Image Edge Detection Based on Swarm Optimization Technique
B. Chandrashaker Reddy1, P. S. Sreenivasa Reddy2, K. S. Thivya3, M. A. Kadar Baba4, K. Ramesh5
1B. Chandrashaker Reddy*, Associate Professor, Department of ECE, NNRESGI, JNTUH, Hyderabad, Telangana, India.
2P. S. Sreenivasa Reddy, Associate Professor, Department of ECE, NNRESGI, JNTUH, Hyderabad, Telangana, India.
3K.S.Thivya, Associate Professor, Department of ECE, Dr. MGR. Educational and Research Institute, Chennai, India.
4M.A.Khadar Baba, Professor, Department of ECE, NNRESGI, JNTUH, Hyderabad, Telangana, India.
5K. Ramesh, Professor, Department of ECE, Farah Institute of Technology, JNTUH, Hyderabad, Telangana, India.

Manuscript received on January 05, 2020. | Revised Manuscript received on January 25, 2020. | Manuscript published on January 30, 2020. | PP: 4324-4329 | Volume-8 Issue-5, January 2020. | Retrieval Number: E6597018520/2020©BEIESP | DOI: 10.35940/ijrte.E6597.018520

Open Access | Ethics and Policies | Cite  | Mendeley | Indexing and Abstracting
© The Authors.
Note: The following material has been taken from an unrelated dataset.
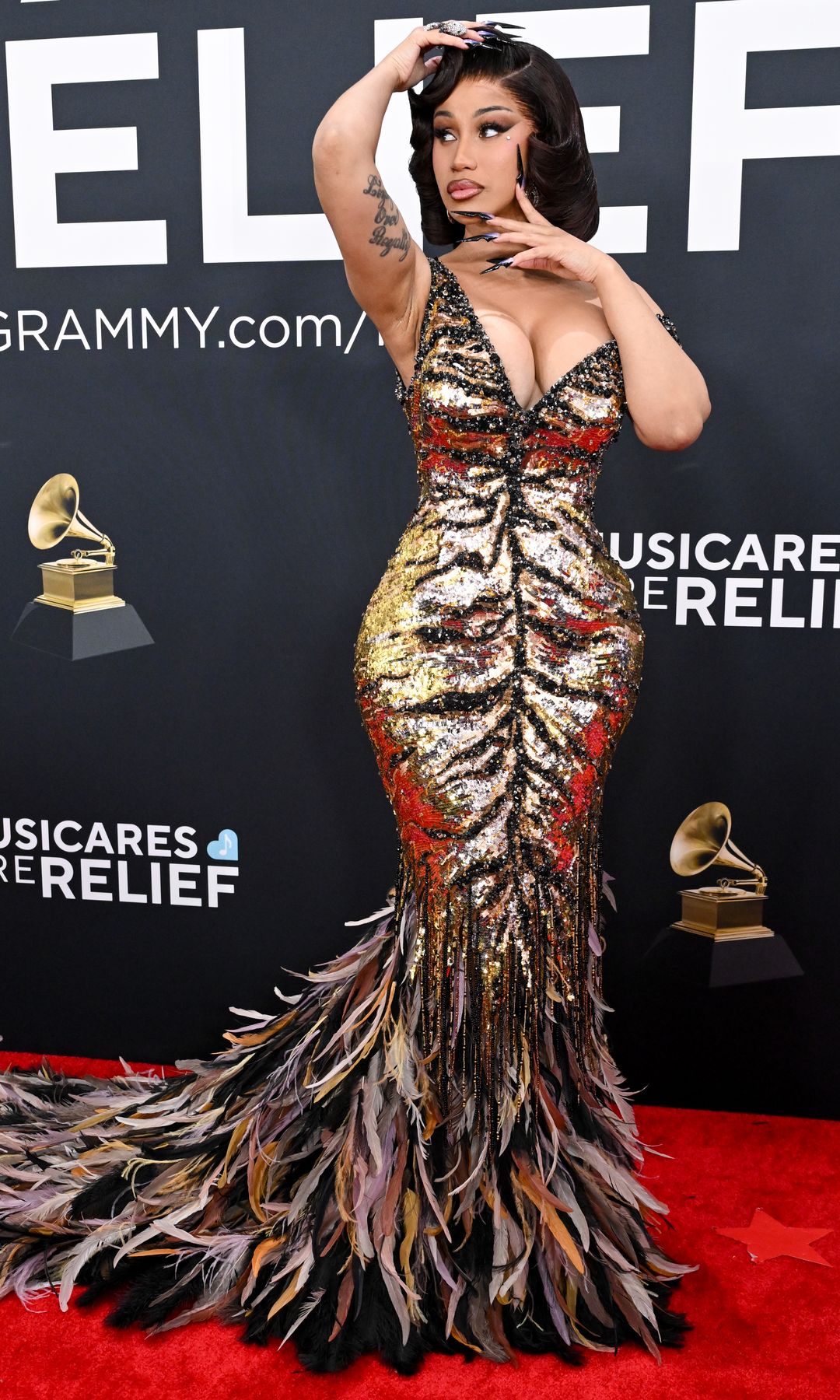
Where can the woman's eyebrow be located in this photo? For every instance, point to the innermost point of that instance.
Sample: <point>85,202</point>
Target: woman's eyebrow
<point>479,112</point>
Blue Eyes Intelligence Engineering and Sciences Publication (BEIESP). This is an open access article under the CC-BY-NC-ND license (http://creativecommons.org/licenses/by-nc-nd/4.0/)
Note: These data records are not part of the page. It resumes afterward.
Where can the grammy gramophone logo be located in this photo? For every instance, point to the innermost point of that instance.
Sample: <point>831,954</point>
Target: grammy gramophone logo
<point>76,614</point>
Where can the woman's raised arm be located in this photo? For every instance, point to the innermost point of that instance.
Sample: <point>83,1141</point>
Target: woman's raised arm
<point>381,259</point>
Abstract: Detecting of the edges in the image is used for highlighting sharp values of intensities and also which is used to extracted the relevant data. In the traditional methods of detection the results will be in broken edges and thereby there is loss of contours. The Ant Colony Optimization (AnCO) is originated to have faith in the detection problems wherever the aim is to extract the sting data which is present in the input picture, which is necessary to grab the information. Most procedures regarding Ant Colony Optimization is the inventions of fine explore regeneration over across the secretion upgraded by the army of ants. AnCO is galvanized from the actions of hunting the food displayed by hymenopteran community to seek out estimate results to the robust problems. An Ant Colony Optimization algorithmic rule is that the combination of previous information relating to the structure of an answer with the data relating to the arrangement of antecedent to acquire smart results. This methods uses 5 steps as initialization, construction, updation, decision and conceptualization method. Here the proposed methodology is carried with test images such as lena and cameraman. This method in finding the edges from a binary image by investigation results shows the successful outcomes. This proposed work can be applied in biomedical image processing in finding out the contour of tumor tissues.
Keywords: (AnCO) Ant Colony Optimization; CANNY; SOBEL; PREWITT; Edge Detection; MSE; PSNR.
Scope of the Article: Design Optimization of Structures.